The 67-year-old former TV star, who came out as a “queer alien” last year, decided to weigh in on the public health crisis for the Norm MacDonald Live YouTube show.
Barr has long championed bizarre far-right conspiracy theories, and as you might expect, her latest one is no different.
“You know what it is, Norm? I think they’re just trying to get rid of all my generation,” she said, without making clear who ‘they’ are.
“The boomer ladies that, you know, that inherited their, you know, are widows. They inherited the money, so they got to go wherever the money is and figure out a way to get it from people.”
MacDonald, 60, appeared to agree with her, replying: “There’s so many boomers that have money and do no work.

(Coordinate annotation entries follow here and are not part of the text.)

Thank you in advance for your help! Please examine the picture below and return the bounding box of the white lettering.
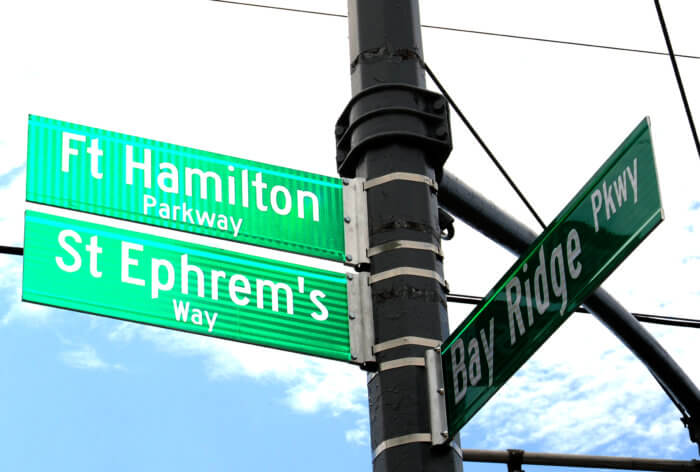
[56,229,83,272]
[121,241,146,287]
[61,131,87,172]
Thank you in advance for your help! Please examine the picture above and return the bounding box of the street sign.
[27,115,346,261]
[22,211,351,362]
[441,119,663,437]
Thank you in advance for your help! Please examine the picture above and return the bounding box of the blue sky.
[0,0,700,471]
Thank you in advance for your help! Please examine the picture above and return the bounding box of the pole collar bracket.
[335,83,452,181]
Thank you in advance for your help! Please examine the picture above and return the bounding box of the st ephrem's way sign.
[22,211,351,361]
[22,116,371,363]
[426,119,663,442]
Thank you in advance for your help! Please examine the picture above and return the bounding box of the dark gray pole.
[336,0,462,472]
[439,172,700,450]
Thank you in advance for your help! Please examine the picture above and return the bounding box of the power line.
[654,0,700,157]
[423,62,546,229]
[447,293,700,328]
[211,0,700,59]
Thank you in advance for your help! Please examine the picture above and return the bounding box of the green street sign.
[441,119,663,437]
[22,211,351,362]
[27,115,345,261]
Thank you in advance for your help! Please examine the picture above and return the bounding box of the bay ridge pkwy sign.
[433,119,663,439]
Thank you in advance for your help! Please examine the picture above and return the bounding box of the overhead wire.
[654,0,700,157]
[211,0,700,59]
[423,62,547,229]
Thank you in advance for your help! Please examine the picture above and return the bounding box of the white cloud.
[0,256,52,326]
[345,419,369,446]
[109,323,367,415]
[463,314,700,456]
[60,345,124,370]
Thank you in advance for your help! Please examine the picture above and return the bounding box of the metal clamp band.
[372,433,430,460]
[369,267,446,287]
[367,239,442,257]
[343,178,369,266]
[379,357,425,372]
[364,172,438,192]
[372,336,442,354]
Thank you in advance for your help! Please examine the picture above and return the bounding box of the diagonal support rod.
[438,171,700,451]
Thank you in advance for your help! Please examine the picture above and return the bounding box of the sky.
[0,0,700,471]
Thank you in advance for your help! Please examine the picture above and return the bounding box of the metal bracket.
[372,336,442,354]
[335,83,452,181]
[367,239,443,258]
[347,272,377,366]
[369,267,447,288]
[425,348,452,446]
[379,357,425,372]
[343,177,369,266]
[364,172,438,192]
[372,433,430,460]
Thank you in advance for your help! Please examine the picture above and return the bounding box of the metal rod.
[438,172,700,438]
[447,293,700,328]
[462,449,700,472]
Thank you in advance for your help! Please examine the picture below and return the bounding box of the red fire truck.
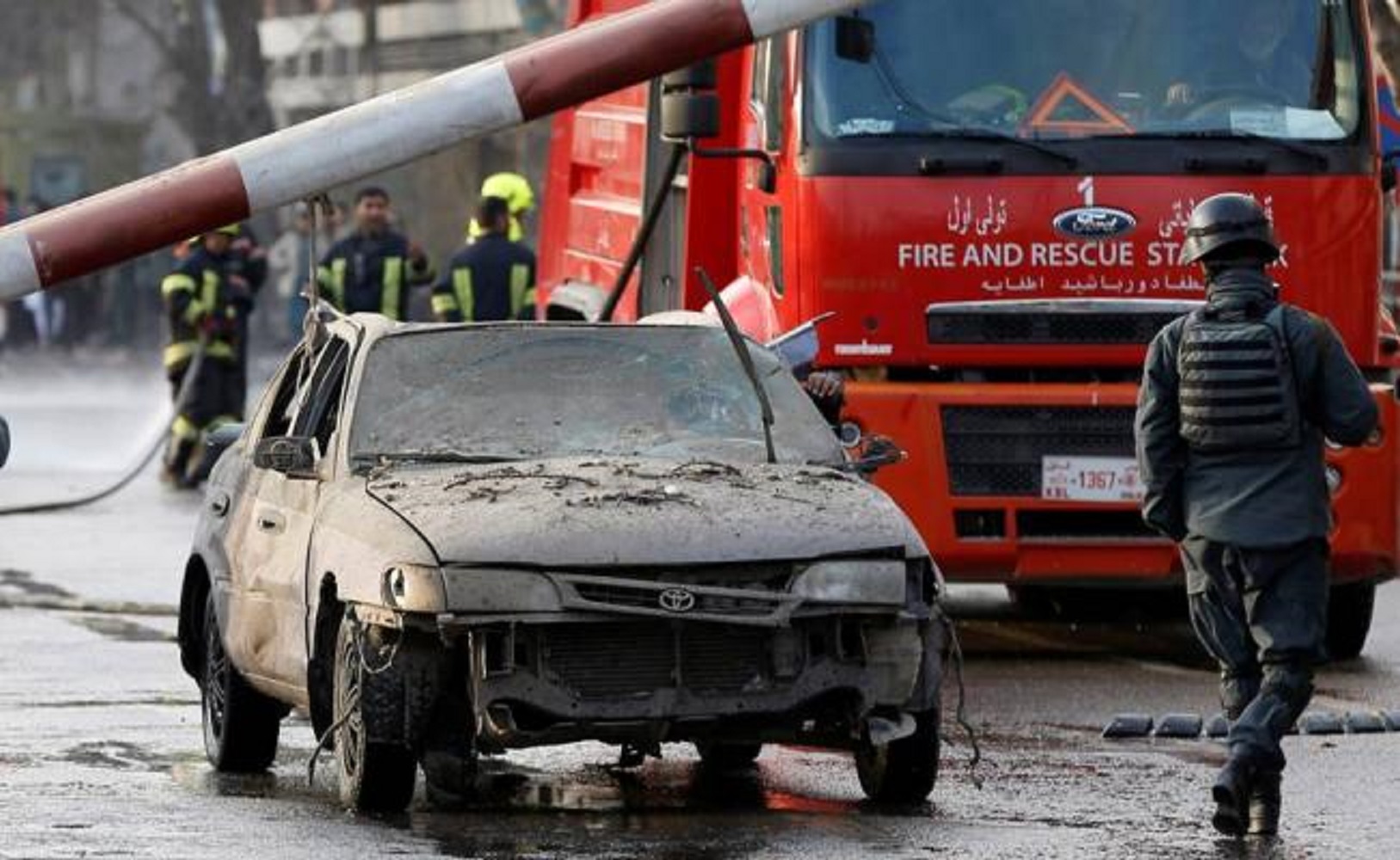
[540,0,1400,656]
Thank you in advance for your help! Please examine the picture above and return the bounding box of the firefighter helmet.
[482,174,535,215]
[1181,194,1280,263]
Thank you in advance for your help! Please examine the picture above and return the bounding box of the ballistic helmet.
[1181,194,1280,263]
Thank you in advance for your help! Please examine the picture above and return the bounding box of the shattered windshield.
[808,0,1362,141]
[350,326,842,463]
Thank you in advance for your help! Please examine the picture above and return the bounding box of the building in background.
[259,0,565,257]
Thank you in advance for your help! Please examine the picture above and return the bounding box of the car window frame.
[252,344,313,445]
[290,335,350,467]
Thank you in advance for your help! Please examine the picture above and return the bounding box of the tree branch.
[108,0,176,65]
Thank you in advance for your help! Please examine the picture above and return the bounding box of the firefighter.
[466,174,535,243]
[161,225,250,487]
[433,197,535,323]
[227,224,268,421]
[1135,194,1378,836]
[317,187,435,320]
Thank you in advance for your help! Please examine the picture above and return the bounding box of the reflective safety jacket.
[1135,268,1378,548]
[161,248,238,371]
[317,230,435,320]
[433,234,535,323]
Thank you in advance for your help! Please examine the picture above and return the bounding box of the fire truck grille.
[928,308,1181,346]
[540,624,770,699]
[942,406,1132,498]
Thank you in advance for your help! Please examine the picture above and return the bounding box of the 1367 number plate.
[1040,454,1143,502]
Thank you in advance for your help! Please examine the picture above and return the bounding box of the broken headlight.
[793,559,906,607]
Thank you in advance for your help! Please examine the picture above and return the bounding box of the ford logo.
[1054,206,1137,242]
[657,589,696,612]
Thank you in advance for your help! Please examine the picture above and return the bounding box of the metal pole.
[0,0,862,301]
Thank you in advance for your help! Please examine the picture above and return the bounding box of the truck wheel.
[1327,580,1376,660]
[855,709,938,804]
[199,592,287,773]
[335,615,418,813]
[696,741,763,771]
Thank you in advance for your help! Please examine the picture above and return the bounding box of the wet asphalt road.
[0,357,1400,858]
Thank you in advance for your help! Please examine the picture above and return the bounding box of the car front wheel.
[199,592,286,773]
[855,710,938,804]
[333,615,417,813]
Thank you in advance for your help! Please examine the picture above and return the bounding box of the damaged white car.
[179,316,947,809]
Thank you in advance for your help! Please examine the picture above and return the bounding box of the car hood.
[367,458,927,567]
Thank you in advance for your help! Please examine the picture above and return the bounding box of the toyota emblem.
[657,589,696,612]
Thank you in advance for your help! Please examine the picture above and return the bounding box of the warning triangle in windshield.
[1022,71,1132,136]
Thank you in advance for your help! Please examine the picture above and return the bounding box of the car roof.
[328,313,714,342]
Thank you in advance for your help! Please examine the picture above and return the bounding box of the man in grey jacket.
[1135,194,1378,835]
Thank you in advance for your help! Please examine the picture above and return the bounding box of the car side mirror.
[836,15,875,64]
[205,424,248,463]
[1380,150,1400,193]
[851,436,904,476]
[253,436,321,478]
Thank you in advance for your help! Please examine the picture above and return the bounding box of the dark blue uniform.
[1137,268,1378,790]
[433,234,535,323]
[317,230,435,320]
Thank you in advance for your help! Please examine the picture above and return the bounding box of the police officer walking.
[317,187,435,320]
[1135,194,1378,836]
[433,197,535,323]
[161,225,250,487]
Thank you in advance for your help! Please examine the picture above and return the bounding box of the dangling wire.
[942,614,982,790]
[297,193,333,391]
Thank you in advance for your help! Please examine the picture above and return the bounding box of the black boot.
[1249,773,1282,836]
[1211,757,1255,836]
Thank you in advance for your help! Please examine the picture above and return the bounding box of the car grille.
[540,624,770,699]
[565,578,781,618]
[571,562,794,592]
[942,406,1134,498]
[928,308,1181,346]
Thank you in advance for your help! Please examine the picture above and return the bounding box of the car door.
[228,337,348,699]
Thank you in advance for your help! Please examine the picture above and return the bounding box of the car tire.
[335,615,418,813]
[696,741,763,771]
[199,592,287,773]
[1327,580,1376,660]
[855,710,940,804]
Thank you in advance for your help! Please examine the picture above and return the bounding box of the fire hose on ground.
[0,337,207,516]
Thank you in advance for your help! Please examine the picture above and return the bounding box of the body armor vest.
[1176,304,1302,453]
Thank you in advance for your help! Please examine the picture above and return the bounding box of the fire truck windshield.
[806,0,1364,151]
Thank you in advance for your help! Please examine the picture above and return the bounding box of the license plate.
[1040,454,1143,502]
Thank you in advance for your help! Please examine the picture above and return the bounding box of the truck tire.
[696,741,763,771]
[199,592,287,773]
[855,709,940,806]
[335,614,418,813]
[1327,580,1376,660]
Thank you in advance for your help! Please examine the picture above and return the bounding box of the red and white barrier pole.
[0,0,864,301]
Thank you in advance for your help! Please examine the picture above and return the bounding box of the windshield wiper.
[1114,129,1331,169]
[696,266,779,463]
[918,129,1079,169]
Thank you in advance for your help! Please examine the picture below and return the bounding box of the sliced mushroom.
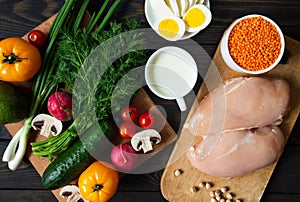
[59,185,88,202]
[131,129,161,153]
[31,114,63,137]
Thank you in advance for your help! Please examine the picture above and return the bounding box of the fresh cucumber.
[42,122,113,190]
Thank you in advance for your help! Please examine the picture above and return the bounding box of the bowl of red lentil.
[220,14,285,74]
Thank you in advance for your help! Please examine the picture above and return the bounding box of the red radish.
[47,92,72,121]
[110,144,138,170]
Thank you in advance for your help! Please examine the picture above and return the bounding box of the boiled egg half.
[154,15,186,41]
[182,4,212,32]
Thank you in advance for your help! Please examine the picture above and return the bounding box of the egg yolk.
[184,8,205,28]
[158,19,179,39]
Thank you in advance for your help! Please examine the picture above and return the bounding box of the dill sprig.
[32,20,146,159]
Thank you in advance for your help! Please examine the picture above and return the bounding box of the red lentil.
[228,16,281,71]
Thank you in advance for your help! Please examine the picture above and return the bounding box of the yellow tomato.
[78,161,119,202]
[0,37,42,82]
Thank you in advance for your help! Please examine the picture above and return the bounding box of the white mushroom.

So if you got them out of society, that would be a good thriller.”
Barr phoned in from her bolthole in Hawaii, where she believes there’s just “one case on the island” – despite current reports stating there are nearly 400 cases there and five deaths.
The controversial star is famous for playing the much-loved working mother in the sitcom Roseanne, but sadly her real-life persona is much less lovable.
She’s become known for peddling unverified conspiracy theories online, including the claim that Bill and Hillary Clinton’s daughter Chelsea is married to the nephew of billionaire philanthropist George Soros.
Her trolling came to a head in 2018 when she compared Barack Obama’s top adviser Valerie Jarrett to a child of the “Muslim brotherhood” and “planet of the apes” – a slur so extreme even Fox News called it racist.
She claimed her tweet was meant as a political statement and not a racial one, but ABC promptly cancelled the reboot of her show, calling Barr’s words “abhorrent, repugnant and inconsistent with our values.”